Usually one area where most science fiction tend to loose out is characterization. They get so carried away with technology and their overall impact on human society that they end up ignoring individuals. But Frank Herbert has managed to create some amazingly complex characters. The dilemmas they face, their hopes, their fears, their anxieties and insecurities make really interesting read. The heroes tower large at one point and then suddenly seem all so vulnerable. A hero in one book turns villain in the next. We see the key characters from various angles, from the vantage points of their own mind, through the minds of others, as a neutral observer seeing them in action and from posterity when the story has moved on a few centuries.That is almost every possible angle one can conceive of. Though a lot of importance is given to the heroes, there are numerous secondary characters of varying importance that we get to know personally and relate with.
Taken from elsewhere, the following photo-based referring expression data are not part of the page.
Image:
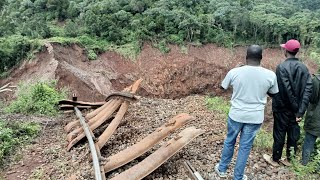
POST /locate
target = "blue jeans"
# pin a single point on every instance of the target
(308, 146)
(247, 134)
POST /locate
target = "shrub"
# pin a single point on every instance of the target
(91, 55)
(15, 133)
(15, 48)
(39, 98)
(218, 104)
(263, 140)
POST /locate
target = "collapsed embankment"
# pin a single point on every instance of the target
(178, 73)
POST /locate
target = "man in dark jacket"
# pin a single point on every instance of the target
(290, 104)
(312, 121)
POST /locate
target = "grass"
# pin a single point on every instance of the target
(13, 134)
(40, 98)
(96, 46)
(218, 104)
(263, 141)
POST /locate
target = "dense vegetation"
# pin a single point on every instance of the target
(13, 134)
(40, 98)
(101, 24)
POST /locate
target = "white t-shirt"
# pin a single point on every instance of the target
(250, 86)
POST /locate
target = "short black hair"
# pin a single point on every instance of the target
(292, 53)
(254, 52)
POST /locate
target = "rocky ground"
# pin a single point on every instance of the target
(47, 158)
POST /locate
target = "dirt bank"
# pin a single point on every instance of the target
(197, 70)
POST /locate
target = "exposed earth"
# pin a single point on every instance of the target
(174, 83)
(47, 157)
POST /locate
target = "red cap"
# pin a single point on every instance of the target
(292, 45)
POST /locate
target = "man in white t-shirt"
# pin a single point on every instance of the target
(251, 84)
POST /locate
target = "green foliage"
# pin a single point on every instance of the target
(218, 104)
(263, 140)
(162, 46)
(122, 25)
(311, 170)
(39, 98)
(13, 134)
(91, 55)
(14, 48)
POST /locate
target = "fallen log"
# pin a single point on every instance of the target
(102, 116)
(97, 123)
(90, 136)
(104, 137)
(161, 155)
(81, 103)
(70, 107)
(98, 110)
(146, 144)
(125, 95)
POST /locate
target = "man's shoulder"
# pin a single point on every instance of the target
(268, 71)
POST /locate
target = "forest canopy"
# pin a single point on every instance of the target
(95, 23)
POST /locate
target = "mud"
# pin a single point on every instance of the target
(196, 70)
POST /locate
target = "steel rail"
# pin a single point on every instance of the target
(89, 134)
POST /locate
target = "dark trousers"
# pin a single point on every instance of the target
(284, 124)
(308, 147)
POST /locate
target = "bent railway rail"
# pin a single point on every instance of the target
(120, 102)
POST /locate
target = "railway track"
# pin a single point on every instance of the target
(118, 103)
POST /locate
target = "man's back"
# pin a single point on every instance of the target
(250, 86)
(295, 85)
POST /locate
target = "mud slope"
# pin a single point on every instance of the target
(176, 74)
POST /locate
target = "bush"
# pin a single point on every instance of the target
(39, 98)
(91, 55)
(263, 140)
(162, 46)
(15, 133)
(15, 48)
(218, 104)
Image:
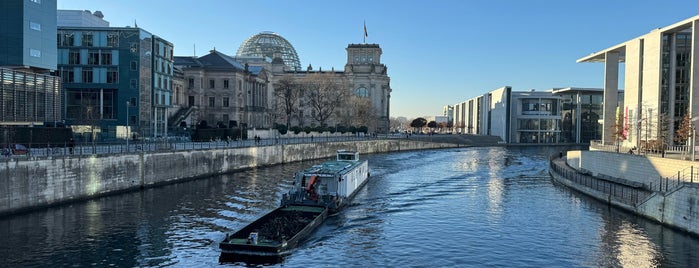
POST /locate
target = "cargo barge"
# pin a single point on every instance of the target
(318, 191)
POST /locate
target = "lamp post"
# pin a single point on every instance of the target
(694, 133)
(127, 125)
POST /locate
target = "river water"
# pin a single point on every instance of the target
(468, 207)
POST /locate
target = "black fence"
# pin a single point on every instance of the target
(84, 148)
(623, 193)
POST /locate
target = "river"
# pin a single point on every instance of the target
(467, 207)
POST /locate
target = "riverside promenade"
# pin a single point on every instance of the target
(33, 182)
(662, 189)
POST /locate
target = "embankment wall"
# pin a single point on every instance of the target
(678, 207)
(29, 184)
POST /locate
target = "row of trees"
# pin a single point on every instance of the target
(655, 134)
(402, 123)
(323, 96)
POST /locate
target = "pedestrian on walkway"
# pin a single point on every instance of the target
(71, 145)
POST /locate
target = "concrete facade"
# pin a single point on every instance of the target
(30, 184)
(660, 82)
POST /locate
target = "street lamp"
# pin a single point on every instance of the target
(693, 135)
(127, 125)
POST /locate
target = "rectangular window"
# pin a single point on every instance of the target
(68, 75)
(87, 39)
(106, 58)
(93, 57)
(74, 56)
(113, 40)
(87, 75)
(66, 39)
(112, 76)
(35, 26)
(35, 53)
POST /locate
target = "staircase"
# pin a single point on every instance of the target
(181, 115)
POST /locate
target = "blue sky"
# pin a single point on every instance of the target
(437, 52)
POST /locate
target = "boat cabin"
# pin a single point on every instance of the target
(344, 155)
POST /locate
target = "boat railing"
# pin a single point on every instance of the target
(303, 197)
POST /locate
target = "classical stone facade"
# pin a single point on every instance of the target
(240, 90)
(221, 91)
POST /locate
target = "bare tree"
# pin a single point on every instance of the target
(398, 123)
(362, 112)
(684, 130)
(287, 95)
(618, 131)
(324, 93)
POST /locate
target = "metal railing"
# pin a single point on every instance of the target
(622, 193)
(164, 144)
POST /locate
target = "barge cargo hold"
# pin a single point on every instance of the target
(318, 190)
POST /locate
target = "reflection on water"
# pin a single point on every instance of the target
(459, 207)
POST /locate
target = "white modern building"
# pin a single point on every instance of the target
(559, 115)
(661, 83)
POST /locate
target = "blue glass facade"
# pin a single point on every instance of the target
(28, 34)
(109, 70)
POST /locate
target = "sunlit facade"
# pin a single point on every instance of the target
(561, 115)
(661, 85)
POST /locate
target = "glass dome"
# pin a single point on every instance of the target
(272, 45)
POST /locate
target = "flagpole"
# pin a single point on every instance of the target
(365, 32)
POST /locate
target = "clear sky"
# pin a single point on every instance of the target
(437, 52)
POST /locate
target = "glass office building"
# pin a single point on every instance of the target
(107, 70)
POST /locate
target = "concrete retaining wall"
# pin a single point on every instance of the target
(629, 167)
(678, 208)
(27, 184)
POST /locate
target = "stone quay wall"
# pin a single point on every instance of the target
(677, 206)
(29, 184)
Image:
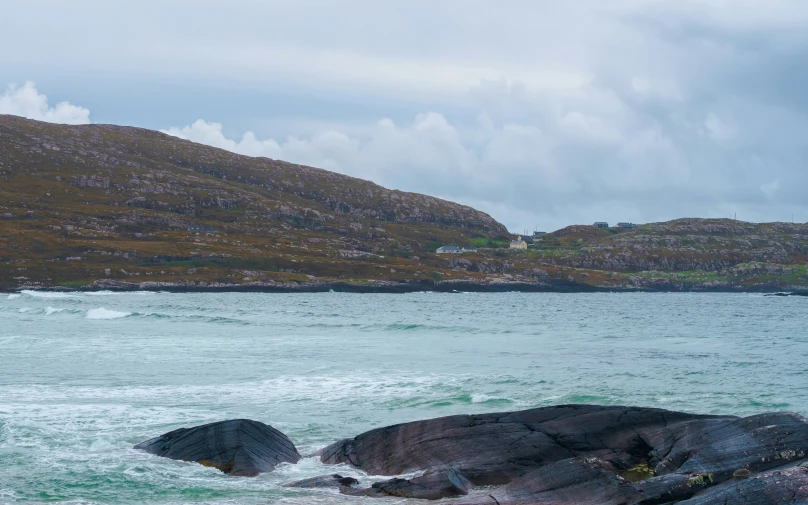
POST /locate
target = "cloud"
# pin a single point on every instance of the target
(770, 188)
(540, 112)
(27, 102)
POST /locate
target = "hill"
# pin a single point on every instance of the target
(81, 203)
(104, 206)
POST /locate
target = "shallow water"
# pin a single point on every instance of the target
(83, 377)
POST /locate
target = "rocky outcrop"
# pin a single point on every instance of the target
(584, 454)
(430, 486)
(496, 448)
(238, 447)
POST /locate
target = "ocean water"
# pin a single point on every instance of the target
(84, 376)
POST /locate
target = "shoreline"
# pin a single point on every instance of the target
(401, 288)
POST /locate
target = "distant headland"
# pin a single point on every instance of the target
(108, 207)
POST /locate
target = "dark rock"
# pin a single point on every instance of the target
(671, 488)
(573, 481)
(721, 447)
(775, 487)
(237, 447)
(496, 448)
(430, 486)
(333, 480)
(581, 454)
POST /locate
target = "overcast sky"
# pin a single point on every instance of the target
(541, 113)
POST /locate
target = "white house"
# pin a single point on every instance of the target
(448, 249)
(518, 243)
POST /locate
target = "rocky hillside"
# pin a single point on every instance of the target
(706, 254)
(81, 203)
(103, 206)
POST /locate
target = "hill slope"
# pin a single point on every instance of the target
(79, 203)
(107, 206)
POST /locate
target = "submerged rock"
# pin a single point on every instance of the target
(333, 480)
(238, 447)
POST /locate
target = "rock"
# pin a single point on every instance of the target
(583, 454)
(238, 447)
(722, 447)
(495, 448)
(334, 480)
(775, 487)
(573, 481)
(430, 486)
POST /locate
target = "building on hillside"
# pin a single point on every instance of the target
(518, 243)
(201, 228)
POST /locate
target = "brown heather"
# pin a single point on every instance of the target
(105, 206)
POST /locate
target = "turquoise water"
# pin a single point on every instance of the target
(85, 376)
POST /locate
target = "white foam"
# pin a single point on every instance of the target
(45, 294)
(102, 313)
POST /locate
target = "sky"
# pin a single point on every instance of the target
(541, 113)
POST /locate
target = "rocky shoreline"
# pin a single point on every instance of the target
(560, 455)
(550, 286)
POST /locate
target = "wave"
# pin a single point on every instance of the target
(111, 293)
(102, 313)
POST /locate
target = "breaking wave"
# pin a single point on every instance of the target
(102, 313)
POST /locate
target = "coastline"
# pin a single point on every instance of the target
(390, 287)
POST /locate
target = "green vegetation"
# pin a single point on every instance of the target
(80, 204)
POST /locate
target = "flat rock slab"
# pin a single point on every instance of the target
(586, 454)
(775, 487)
(491, 449)
(238, 447)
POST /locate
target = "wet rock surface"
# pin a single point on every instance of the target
(583, 454)
(239, 447)
(333, 480)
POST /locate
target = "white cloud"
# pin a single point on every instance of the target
(770, 188)
(27, 102)
(717, 129)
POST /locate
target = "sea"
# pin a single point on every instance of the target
(85, 376)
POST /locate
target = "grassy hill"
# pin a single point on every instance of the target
(110, 206)
(81, 203)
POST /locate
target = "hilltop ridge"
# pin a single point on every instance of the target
(105, 206)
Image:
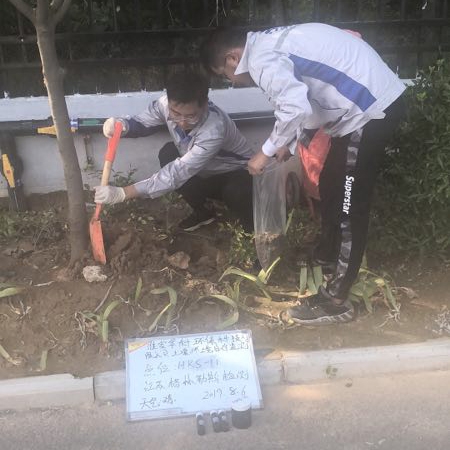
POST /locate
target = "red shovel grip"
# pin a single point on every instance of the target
(113, 142)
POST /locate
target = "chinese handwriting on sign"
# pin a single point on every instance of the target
(198, 372)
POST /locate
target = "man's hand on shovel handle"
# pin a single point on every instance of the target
(109, 194)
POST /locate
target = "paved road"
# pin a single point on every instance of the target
(397, 413)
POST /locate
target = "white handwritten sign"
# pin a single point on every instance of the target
(184, 374)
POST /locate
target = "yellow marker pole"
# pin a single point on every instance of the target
(8, 171)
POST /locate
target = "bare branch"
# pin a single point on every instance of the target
(25, 9)
(60, 13)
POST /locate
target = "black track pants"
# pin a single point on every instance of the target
(346, 186)
(233, 188)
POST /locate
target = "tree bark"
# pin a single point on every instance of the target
(53, 79)
(44, 17)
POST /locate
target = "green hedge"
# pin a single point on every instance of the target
(412, 205)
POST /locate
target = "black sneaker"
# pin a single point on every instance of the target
(322, 312)
(196, 220)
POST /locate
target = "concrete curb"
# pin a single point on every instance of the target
(281, 367)
(46, 392)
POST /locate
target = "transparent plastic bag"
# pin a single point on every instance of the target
(275, 189)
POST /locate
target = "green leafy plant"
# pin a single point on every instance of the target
(97, 322)
(121, 179)
(259, 281)
(168, 309)
(242, 250)
(370, 287)
(412, 205)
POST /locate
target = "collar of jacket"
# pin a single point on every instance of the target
(243, 63)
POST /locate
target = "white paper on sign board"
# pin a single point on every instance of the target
(181, 375)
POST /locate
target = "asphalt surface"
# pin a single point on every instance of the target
(386, 412)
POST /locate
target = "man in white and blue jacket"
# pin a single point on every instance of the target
(207, 158)
(318, 76)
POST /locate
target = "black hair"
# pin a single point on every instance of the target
(218, 43)
(187, 87)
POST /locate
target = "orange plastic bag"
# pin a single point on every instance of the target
(313, 158)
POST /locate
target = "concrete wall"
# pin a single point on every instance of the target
(43, 170)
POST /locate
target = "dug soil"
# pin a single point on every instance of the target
(52, 326)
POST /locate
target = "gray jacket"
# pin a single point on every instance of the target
(213, 146)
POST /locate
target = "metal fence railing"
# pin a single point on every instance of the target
(111, 45)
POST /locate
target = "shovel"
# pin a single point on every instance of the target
(95, 226)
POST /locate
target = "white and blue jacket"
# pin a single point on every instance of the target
(213, 146)
(316, 75)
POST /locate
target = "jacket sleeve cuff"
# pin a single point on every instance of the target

The last and most important element is the philosophical undercurrent. Under philosophical undercurrent, I include the social engineering aspects, the military strategies and political intrigues along with the characters’ existential dilemmas. One can see glimpses of Sun Tzu, Chanakya and Machiavelli along with Tao and Zen in this series. Every chapter in the book starts with quotes from within the Dune world – either some instructional words by some character or some insight about the events or character in the chapter from a book within the Dune world. Other than that you get to hear some real words of wisdom from characters in the story, especially the God Emperor. Sample a couple of them below
“Laws to suppress tend to strengthen what they would prohibit
To use raw power is to make yourself infinitely vulnerable to greater power”
“Quite naturally, holders of power wish to suppress wild research. Unrestricted questing after knowledge has a long history of producing unwanted competition. The powerful want a "safe line of investigations," which will develop only those products and ideas that can be controlled and, most important, that will allow the larger part of the benefits to be captured by inside investors. Unfortunately, a random universe full of relative variables does not insure such a "safe line of investigations”
The whole books is scattered with gems like these. The reader would be able to relate with many of these in the contemporary context as well. The best part is that the quotes and philosophy blend seamlessly with the main story line. The story actually reinforces the ideas. So books in fact would make a very interesting read for someone who wants to understand politics and power struggles in general as well.
Overall I would rate this series as one of the best I have ever read. However I would not recommend for children and the very casual reader. A new reader starting the series might get totally lost in the complexity of the Dune universe. One has to persist in order to reap the rewards. Also one cannot afford to quickly skim through the book. I would recommend the reader to go over each huge tome patiently, relishing every line. I did that and at the end of it I was so hooked on to the Dune universe that I eagerly gulped down all the books written by Brian Herbert and Kevin Anderson as well even though they are mere shadows of the original works by Frank Herbert.
This review has been posted at ABC Wednesday for the prompt D : D for Dune.